首題の記事が本日日経朝刊に載っています。
まぁ、私がロシア人だとしても、資産をルーブルで持つのは嫌ですね。
なんとか、外貨(含む金)を保有しようとするでしょう。
ルーブルという通貨に対する信頼感はがた落ちですから。
中国で、国民が人民元を信用せず、外貨(含む金)の割合を増やしたがることも同様です。
特に、ロシアの場合は、経済制裁により金でさえ、自由に海外の主要金市場で売買出来ないのに、それでも、やはり金が良いのですね。


筆者は、WGC時代に、色々、各国の金事情を直接見てきましたが、金は経済制裁をすりぬけて、国内に持ち込まれたり、国外で売却されたりすることが多いです。
例えば、ドバイーイランーロシアルートで中東の金最大中継基地ドバイ経由で、かなりの量の金現物が流れることを目撃したことがあります。
イランへの経済制裁の抜け道になっていました。
更に、イランとロシアの関係は近いですからね。
たまたまドバイの金地金商を訪問していたとき、ドカーンと地震みたいな揺れと音でたまげたのですが、現地の人たちは平然と、「また2~3トンの金が、中継基地を通ってゆくのさ」と語っていました。
ドバイはカザフスタンなど中央アジアから北アフリカまで膨大な金の商圏を持ちます。
フィンランドとロシアの国境も見たことがありますが、東名道路の東京インターチェンジみたいにブースが並び、トラックが果断なく行き来していました(ウクライナ戦争前のことです)。
金も経常的に持ち込まれたり、出荷されたりしていました。
要は、その気になれば、あれだけの国境を持つロシアの人たちが、経済制裁網をかいくぐって金売買することは決して難しくはないのですよ。

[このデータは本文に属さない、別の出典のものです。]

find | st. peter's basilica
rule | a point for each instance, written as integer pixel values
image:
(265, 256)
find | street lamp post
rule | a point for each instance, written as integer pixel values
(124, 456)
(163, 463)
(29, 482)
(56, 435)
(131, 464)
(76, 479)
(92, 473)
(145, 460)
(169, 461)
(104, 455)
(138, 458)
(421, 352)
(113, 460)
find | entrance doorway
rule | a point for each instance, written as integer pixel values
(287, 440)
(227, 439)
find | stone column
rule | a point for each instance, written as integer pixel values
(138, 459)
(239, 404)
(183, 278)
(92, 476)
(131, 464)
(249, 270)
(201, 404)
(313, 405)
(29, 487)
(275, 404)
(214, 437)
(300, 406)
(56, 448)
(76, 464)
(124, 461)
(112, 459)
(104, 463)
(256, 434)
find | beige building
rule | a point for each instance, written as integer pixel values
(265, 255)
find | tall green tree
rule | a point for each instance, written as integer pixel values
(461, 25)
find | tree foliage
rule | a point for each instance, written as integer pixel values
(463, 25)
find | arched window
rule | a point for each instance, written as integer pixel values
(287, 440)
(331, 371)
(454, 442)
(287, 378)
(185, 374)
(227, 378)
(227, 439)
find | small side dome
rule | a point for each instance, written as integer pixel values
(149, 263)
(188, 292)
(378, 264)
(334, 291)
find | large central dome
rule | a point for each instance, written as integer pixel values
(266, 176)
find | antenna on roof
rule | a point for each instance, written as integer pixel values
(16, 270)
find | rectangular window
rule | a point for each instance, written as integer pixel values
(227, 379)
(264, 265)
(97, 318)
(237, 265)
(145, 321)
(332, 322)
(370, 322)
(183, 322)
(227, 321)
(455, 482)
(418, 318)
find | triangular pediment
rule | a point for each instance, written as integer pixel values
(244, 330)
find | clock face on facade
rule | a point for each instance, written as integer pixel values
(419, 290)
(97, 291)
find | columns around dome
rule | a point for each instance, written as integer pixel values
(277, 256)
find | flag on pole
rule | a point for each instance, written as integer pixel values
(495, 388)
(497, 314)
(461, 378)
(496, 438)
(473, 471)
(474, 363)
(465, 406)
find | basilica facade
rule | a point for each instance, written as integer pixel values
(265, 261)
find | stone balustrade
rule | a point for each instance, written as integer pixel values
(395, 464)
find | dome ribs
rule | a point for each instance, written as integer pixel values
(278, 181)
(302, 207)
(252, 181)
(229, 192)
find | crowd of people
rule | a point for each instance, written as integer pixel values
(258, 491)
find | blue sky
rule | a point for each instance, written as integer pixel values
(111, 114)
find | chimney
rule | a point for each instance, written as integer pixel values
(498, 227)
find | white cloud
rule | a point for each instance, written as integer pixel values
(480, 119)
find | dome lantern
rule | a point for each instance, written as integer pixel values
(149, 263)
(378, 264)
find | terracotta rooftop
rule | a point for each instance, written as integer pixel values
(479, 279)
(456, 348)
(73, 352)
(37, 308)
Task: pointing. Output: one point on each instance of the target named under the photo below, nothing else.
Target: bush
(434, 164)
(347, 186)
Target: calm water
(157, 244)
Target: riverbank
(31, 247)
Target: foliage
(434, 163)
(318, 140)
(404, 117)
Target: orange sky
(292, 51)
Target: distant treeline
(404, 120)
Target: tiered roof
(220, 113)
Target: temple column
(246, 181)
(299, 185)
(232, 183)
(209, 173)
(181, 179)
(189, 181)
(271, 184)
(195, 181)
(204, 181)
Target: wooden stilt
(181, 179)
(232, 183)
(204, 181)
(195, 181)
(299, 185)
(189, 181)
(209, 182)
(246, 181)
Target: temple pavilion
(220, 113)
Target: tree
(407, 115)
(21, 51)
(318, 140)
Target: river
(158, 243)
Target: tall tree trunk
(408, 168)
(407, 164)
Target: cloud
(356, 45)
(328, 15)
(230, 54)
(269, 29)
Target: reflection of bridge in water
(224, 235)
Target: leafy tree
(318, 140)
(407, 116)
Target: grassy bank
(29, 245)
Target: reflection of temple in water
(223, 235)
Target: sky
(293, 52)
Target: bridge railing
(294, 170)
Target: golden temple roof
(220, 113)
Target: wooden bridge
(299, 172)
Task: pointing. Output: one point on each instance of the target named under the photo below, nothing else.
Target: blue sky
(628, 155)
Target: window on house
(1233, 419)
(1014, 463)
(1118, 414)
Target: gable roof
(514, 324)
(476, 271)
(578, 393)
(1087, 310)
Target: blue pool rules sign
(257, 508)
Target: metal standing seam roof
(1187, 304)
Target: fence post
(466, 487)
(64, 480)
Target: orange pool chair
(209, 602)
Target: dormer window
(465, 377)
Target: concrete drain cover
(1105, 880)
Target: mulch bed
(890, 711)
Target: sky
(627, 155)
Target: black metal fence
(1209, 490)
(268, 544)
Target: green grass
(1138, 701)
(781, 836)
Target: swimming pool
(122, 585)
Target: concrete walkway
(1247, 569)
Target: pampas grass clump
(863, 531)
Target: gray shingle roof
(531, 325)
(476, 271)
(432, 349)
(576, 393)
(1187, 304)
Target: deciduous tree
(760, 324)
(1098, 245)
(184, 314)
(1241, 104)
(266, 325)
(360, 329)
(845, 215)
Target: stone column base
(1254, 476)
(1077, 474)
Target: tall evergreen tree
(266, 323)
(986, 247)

今回、ロシアの個人の地金・金貨の純購入量は25トンとWGCは発表していますが、私は、それより大規模だと確信しています。
チューリッヒ経由もありますから。
中期的に、ロシア、ドイツ、スイス、オーストリアで新たな金需要圏が出来ると思っています。
中国・インドほどではないにせよ、少なくとも年間100~300トン程度の需要は見込めます。
ドイツやオーストリアはまさに有事の金を信じる国民性があります。
金ETFも買われます。


それから、ロシアは、過去の危機のたびに、推定2,000トン規模の金をロシア中銀が欧米市場に売却して、外貨を調達してきた歴史があります。
トイレットペーパーを輸入するために金を売却するなどといわれたものです。
金の有難みをプーチンはじめ、上層部は身をもって経験してきているのです。
ですから、モスクワの金保管金庫が大量売却で空になると、原油価格が上昇してロシアの国庫が潤沢になれば、まず金を買い戻して2,000トン程度は有事の備えで保有することを繰り返してきたのです。
ロシアは有力な金生産国ゆえ、国内で、金をつけかえることも可能です。
特に、ロシアの大金持ちの連中は、経済制裁の対象になっていますが、独自のルートで、金などを動かすことが出来ます。
運びやすい金は、神出鬼没なのです。
但し、このような金現物の流れを正確に量的に把握することなど、不可能ですよ。
結局、世界の総需要と総供給の差で説明できない部分が、非公式ルートによる金需要として統計的にはresidualとして処理されるわけです。